Comme elle était jolie ! Derrière elle, les grands arbres, les ruines romantiques du parc se mirant dans la pièce d’eau, semblaient constituer déjà un décor de théâtre dont le soleil couchant était le projecteur ; il ciselait le fin visage de la jeune fille, changeait ses cheveux blonds en auréole et lui mettait aux yeux le désir du succès… Oui, elle était faite pour la lumière, la musique, les bravos… C’était si évident qu’Yves en fut accablé. Il eut un pauvre sourire.

— Au contraire, ma chérie, je ne vous en aimerai que davantage. Mais vous ?…

Elle fronça ses sourcils si bien dessinés.

— Moi ?… Que voulez-vous dire ? Croyez-vous que je ne puisse pas rester sérieuse dans ce milieu aussi bien que dans un autre ? Vous croyez encore aux vieilles histoires suivant lesquelles les artistes mènent une vie frivole et débauchée ?

Il protesta.

— Non ! Je sais fort bien que la plupart des vrais artistes ont une existence régulière et même bourgeoise. Et puis, j’ai confiance en vous, Gisèle…

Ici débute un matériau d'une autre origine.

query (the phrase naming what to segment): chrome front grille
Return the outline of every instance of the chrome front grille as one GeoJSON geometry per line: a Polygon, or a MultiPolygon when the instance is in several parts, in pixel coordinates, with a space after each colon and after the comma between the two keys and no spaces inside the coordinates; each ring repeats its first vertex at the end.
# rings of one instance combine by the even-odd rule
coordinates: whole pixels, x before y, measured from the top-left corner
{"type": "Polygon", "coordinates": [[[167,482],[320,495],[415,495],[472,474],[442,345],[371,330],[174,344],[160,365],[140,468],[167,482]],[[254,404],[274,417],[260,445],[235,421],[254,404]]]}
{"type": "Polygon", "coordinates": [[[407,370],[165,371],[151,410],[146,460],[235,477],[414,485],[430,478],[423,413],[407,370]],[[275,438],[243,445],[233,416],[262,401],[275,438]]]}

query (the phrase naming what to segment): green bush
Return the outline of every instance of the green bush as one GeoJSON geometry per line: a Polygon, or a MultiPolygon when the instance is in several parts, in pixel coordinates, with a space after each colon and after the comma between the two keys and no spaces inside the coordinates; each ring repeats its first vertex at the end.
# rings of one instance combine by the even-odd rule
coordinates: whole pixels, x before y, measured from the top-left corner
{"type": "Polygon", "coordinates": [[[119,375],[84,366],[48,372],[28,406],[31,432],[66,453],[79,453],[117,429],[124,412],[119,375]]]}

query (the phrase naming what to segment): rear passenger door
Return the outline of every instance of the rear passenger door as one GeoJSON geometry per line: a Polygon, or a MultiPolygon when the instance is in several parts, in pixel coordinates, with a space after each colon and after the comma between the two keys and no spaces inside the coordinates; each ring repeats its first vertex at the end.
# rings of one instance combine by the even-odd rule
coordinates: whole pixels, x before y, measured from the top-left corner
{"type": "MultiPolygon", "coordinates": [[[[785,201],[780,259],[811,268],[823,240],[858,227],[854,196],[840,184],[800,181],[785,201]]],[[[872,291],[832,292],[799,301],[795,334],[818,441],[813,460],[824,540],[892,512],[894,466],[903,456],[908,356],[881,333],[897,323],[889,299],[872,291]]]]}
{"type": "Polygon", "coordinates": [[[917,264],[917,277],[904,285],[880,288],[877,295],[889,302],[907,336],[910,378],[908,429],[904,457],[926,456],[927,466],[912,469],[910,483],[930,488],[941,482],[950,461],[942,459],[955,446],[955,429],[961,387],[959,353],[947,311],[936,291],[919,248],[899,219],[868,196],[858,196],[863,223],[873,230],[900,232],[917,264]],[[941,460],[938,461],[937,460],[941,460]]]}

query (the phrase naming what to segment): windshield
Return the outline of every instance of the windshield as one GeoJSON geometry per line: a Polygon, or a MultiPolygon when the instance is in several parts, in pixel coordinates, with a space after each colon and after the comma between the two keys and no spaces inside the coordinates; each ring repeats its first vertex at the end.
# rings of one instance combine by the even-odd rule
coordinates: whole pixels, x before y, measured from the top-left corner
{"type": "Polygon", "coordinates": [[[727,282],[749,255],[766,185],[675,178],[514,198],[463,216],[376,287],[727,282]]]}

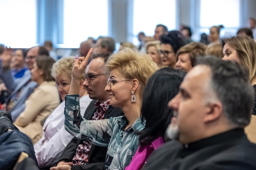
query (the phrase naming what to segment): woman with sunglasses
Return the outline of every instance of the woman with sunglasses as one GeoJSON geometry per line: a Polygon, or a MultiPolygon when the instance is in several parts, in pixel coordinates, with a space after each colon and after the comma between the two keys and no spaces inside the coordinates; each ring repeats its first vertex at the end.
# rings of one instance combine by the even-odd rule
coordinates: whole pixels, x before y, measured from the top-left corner
{"type": "MultiPolygon", "coordinates": [[[[93,51],[91,48],[85,58],[75,60],[71,87],[76,86],[93,51]]],[[[71,88],[69,95],[65,98],[65,127],[77,137],[96,145],[108,146],[105,169],[124,169],[139,145],[135,132],[144,127],[140,117],[142,94],[157,66],[149,56],[125,48],[112,54],[104,68],[109,74],[105,91],[109,93],[110,104],[121,108],[125,116],[99,121],[82,119],[79,98],[73,96],[79,91],[71,88]]]]}

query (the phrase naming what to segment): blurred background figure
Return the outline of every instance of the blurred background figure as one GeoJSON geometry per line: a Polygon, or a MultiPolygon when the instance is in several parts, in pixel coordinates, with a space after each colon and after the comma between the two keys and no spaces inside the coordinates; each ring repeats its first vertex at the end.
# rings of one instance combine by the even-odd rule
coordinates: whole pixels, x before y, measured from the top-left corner
{"type": "Polygon", "coordinates": [[[189,27],[184,27],[181,30],[181,33],[186,39],[186,43],[188,44],[194,41],[191,39],[192,32],[191,29],[189,27]]]}
{"type": "Polygon", "coordinates": [[[25,67],[25,50],[17,49],[14,51],[11,60],[10,66],[12,74],[17,78],[22,77],[27,69],[25,67]]]}
{"type": "Polygon", "coordinates": [[[154,39],[155,40],[159,40],[160,36],[162,34],[166,34],[168,33],[168,29],[166,26],[162,24],[157,25],[155,30],[154,39]]]}
{"type": "Polygon", "coordinates": [[[220,43],[220,32],[221,28],[224,27],[222,25],[213,26],[210,29],[210,34],[208,36],[210,42],[209,45],[220,43]]]}
{"type": "Polygon", "coordinates": [[[216,44],[207,47],[205,50],[205,54],[207,56],[214,56],[220,58],[222,58],[223,48],[220,44],[216,44]]]}
{"type": "Polygon", "coordinates": [[[146,53],[150,56],[153,61],[157,63],[160,68],[162,67],[159,50],[160,49],[160,41],[150,41],[146,48],[146,53]]]}
{"type": "Polygon", "coordinates": [[[123,47],[127,47],[130,48],[136,48],[136,47],[131,42],[125,41],[125,42],[121,42],[120,43],[120,47],[119,48],[119,51],[121,50],[123,47]]]}
{"type": "Polygon", "coordinates": [[[53,50],[53,43],[50,41],[46,41],[44,43],[44,47],[47,50],[49,53],[50,57],[53,59],[55,61],[58,59],[58,55],[53,50]]]}
{"type": "Polygon", "coordinates": [[[240,28],[237,31],[236,35],[239,36],[247,36],[253,39],[252,31],[249,28],[240,28]]]}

— Merci, murmura-t-elle en souriant.

— … Mais reprit-il, je veux dire que votre profession va vous accaparer totalement… D’abord, elle va vous séparer de moi, vous éloigner souvent… Même quand vous serez à Paris, vous n’aurez pas beaucoup de temps à me consacrer… Les représentations, les répétitions, les essayages, la publicité, et mille choses qui doivent surgir à chaque instant… Que restera-t-il pour moi, dans ce tourbillon où vous serez entraînée ?

Elle rit encore, et cette fois c’était son rire frais, son rire de gamine, qu’il aimait tant.

— Holà !… Comme vous y allez ! Pas si vite, grand fou ! Vous voilà plus emballé que moi ! Vous me voyez déjà vedette !

— Naturellement. Si vous vous lancez dans ce métier, vous réussirez ! affirma-t-il avec ferveur.

Elle lui caressa doucement la joue. Elle était émue et ravie.

— C’est gentil de me dire ça, monsieur mon fiancé… Mais je n’en suis pas encore là. Pour le moment, je vais prendre des cours de comédie et de chant. Je ne débuterai pas avant plusieurs mois, plusieurs années peut-être…

— Oh ! soupira-t-il, je suis sûr que vous n’attendrez pas longtemps… Vous êtes si jolie ! Les directeurs et les producteurs se disputeront ma petite Gisèle, et moi je serai délaissé…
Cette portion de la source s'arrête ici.